There is no short cut to a revival of social democracy in Britain. But looking to Labour as a vehicle for radical change is almost as daft as expecting Fifa to reform itself. Labour needs to embrace the fact that the era of its big battalions is over and it will never again be given a mandate to rule without the support of other parties.

The next crisis

Governments lose elections, oppositions rarely win them.
The lesson taught by the neoconservative strategists is to look ahead to the next crisis and prepare for a political offensive when it comes, so that for once, the left can seize control of the political narrative. We can’t know what or when it will be exactly, but capitalism goes through a slump on average every ten years. Cameron and Osborne have recklessly reflated the housing and credit bubble and that bubble will burst. International crises can be expected – the Middle East is slipping towards apocalypse, while a new cold war is flaring in Europe.
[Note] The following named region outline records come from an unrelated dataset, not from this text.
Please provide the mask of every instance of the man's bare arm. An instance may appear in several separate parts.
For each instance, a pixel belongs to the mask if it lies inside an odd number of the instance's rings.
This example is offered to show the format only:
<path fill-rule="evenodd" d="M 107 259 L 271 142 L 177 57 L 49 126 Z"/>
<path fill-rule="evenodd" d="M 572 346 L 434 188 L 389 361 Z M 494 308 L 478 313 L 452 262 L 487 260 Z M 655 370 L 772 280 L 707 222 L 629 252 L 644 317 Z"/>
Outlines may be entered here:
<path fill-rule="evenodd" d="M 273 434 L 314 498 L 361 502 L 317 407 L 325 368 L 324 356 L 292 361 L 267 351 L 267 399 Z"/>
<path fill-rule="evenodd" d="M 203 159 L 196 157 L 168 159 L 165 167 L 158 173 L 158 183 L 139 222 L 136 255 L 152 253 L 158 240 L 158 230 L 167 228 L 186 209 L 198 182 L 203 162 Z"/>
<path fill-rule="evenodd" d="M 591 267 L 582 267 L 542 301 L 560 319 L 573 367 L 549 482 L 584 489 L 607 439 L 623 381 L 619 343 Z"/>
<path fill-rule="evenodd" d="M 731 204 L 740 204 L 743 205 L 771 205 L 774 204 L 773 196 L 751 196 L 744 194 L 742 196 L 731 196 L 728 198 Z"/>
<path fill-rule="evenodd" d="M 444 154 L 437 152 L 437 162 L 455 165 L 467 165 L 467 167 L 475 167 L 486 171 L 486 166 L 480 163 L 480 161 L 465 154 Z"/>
The message of progressives must be one of hope, always, but hope not built on an unsustainable model of financial capitalism, ever-rising debt, climate crises and endless war. All these factors points toward disasters down the road but also the possibility of a saner, greener, more equitable politico-economic model that could replace this broken one.
Either the movement against neoliberalism will be ready to fight back when the next crisis comes, or, as in 2008, the financial oligarchy and their neocon allies will once again turn it into a new assault on what’s left of society to further enrich the 0.1 percent.